Setelah rimpang dicuci sebanyak tiga kali dengan air kran diperoleh rimpang yang bersih yang bebas dari tanah dan akar. Simplisia yang baru diambil atau dicuci tidak langsung dirajang, tetapi dijemur terlebih dahulu dalam keadaan utuh selama 1 hari. Penjemuran sebelum perajangan dilakukan untuk mengurangi pewarnaan akibat adanya reaksi antara bahan dengan logam pisau alat perajang. Karena apabila bahan tidak dijemur terlebih dahulu pada saat dilakukan perajangan akan terjadi warna kehitaman (karena reaksi logam dengan senyawa fenol dan glikosida) pada rimpang yang dapat menurunkan penampilan fisik dari rimpang lengkuas. Setelah rimpang dijemur secara utuh selama satu hari, rimpang telah siap untuk dirajang.

3. Perajangan

Perajangan bahan dilakukan dengan menggunakan alat perajang empon-empon pada empat ketebalan yang berbeda, yaitu 2, 4, 6 dan 8 mm. Perajangan bahan dilakukan untuk mempermudah proses pengeringan, pengemasan, serta penyulingan. Pada umumnya semakin tipis bahan maka proses pengeringan akan semakin cepat. Namun, irisan yang terlalu tipis juga tidak baik karena senyawa aktif yang mudah menguap akan berkurang atau hilang dan simplisia juga akan lebih mudah rusak saat dikemas. Selain itu perajangan bahan untuk memperkecil ukuran supaya lebih kompak dan seragam di dalam alat penyuling.

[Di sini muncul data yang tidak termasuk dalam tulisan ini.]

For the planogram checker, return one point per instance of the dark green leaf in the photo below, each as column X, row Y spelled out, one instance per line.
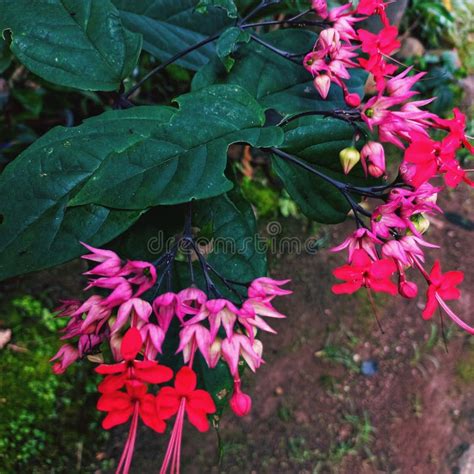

Apabila bentuk bahan tidak kompak dan seragam, penggunaan uap air saat penyulingan menjadi tidak efisien karena akan banyak uap air yang lolos tidak mengenai bahan.

Hasil analisis statistik terhadap pengukuran masing-masing ketebalan dari rimpang lengkuas (lampiran 6) diperoleh kesimpulan bahwa tidak ada perbedaan

rata-rata ukuran yang dihasilkan dengan ukuran yang sebenarnya. Artinya alat perajang yang digunakan memberikan hasil ketebalan irisan yang baik.

4. Pengeringan

Rimpang segar yang telah dirajang kemudian dihamparkan di atas tempat pengeringan dan diatur supaya tidak saling menumpuk agar pemanasan dapat merata. Rimpang kemudian ditutupi dengan kain hitam dan dilakukan penjemuran di bawah sinar matahari sampai rimpang kering. Di bawah tempat pengeringan diberi jarak tertentu supaya memungkinkan terjadinya sirkulasi udara. Bahan harus sering dibalik posisinya supaya pengeringan dapat merata dan menghindari terjadinya face

hardening, yaitu pada bagian luarnya sudah kering namun bagian dalamnya masih

basah. Proses pengeringan secara alamiah ini dipilih karena proses ini masih banyak digunakan oleh industri-industri obat tradisional untuk mengeringkan simplisia.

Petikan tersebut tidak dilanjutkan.